Dengan demikian, pendapat seorang ulama Mutaqaddimun, sekalipun sekaliber imam al-Muzani, akan “tergeser” statusnya sebagai pegangan fatwa jika ulama Muta`akhkhirun, khususnya imam al-Nawawi, telah melakukan tarjih dan memilih pendapat lain yang dianggapnya lebih kuat. Ini bukan berarti meremehkan ulama terdahulu, melainkan sebuah proses pematangan, penstabilan, dan menjaga “keajegan” kerangka berpikir mazhab secara ilmiah dan sistematis.
Kesimpulan
Klasifikasi ulama Syafi’iyyah menjadi Mutaqaddimun dan Muta`akhkhirun adalah kunci untuk membuka peta pemikiran dalam mazhab Syafi’i.
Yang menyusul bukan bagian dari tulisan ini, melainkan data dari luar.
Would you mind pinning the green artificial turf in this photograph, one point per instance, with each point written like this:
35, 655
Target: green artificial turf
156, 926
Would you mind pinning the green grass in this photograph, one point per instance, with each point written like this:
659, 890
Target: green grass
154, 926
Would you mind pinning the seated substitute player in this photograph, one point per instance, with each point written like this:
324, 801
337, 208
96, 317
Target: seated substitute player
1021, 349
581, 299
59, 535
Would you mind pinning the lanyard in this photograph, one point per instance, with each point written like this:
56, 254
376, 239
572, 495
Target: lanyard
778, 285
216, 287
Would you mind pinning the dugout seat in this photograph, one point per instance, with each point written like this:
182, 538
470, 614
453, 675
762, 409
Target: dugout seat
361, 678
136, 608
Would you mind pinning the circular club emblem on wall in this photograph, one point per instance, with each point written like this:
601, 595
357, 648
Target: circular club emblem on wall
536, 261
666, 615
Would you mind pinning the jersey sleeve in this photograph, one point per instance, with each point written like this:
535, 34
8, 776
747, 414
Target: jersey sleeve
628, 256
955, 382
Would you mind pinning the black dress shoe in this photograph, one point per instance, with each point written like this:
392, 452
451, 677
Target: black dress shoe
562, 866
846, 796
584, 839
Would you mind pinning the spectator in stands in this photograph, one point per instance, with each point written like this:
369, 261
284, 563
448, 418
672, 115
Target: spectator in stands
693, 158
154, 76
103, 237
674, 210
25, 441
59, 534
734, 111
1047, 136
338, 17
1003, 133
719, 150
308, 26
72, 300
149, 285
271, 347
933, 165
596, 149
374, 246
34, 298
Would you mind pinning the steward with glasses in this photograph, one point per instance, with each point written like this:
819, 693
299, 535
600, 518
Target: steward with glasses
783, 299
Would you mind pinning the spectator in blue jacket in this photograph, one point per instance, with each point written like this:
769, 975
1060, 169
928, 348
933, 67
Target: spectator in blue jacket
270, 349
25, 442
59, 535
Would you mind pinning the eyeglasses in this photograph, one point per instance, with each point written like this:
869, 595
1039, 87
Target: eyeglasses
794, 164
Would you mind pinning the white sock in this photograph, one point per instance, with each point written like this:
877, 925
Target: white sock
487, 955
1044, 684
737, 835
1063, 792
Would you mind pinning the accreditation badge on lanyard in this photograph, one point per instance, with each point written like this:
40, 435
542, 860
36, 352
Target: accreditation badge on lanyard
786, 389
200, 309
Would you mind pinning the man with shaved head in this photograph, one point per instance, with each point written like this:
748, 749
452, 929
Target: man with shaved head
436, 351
Era Mutaqaddimun adalah era peletakan fondasi yang kaya akan ijtihad dan pengembangan awal. Sementara itu, era Muta`akhkhirun adalah era kodifikasi, di mana para ulama brilian seperti imam al-Rafi’i dan al-Nawawi menyaring dan memurnikan warisan tersebut untuk menghasilkan sebuah bangunan fikih yang kokoh, sistematis, dan jelas pegangannya. Bagi siapa pun yang ingin mendalami fikih Syafi’i secara serius, memahami peran dan kontribusi ulama dari kedua era ini adalah sebuah keniscayaan.
Artikel ini merupakan ringkasan dari banyak sumber berbahasa Arab dan Indonesia.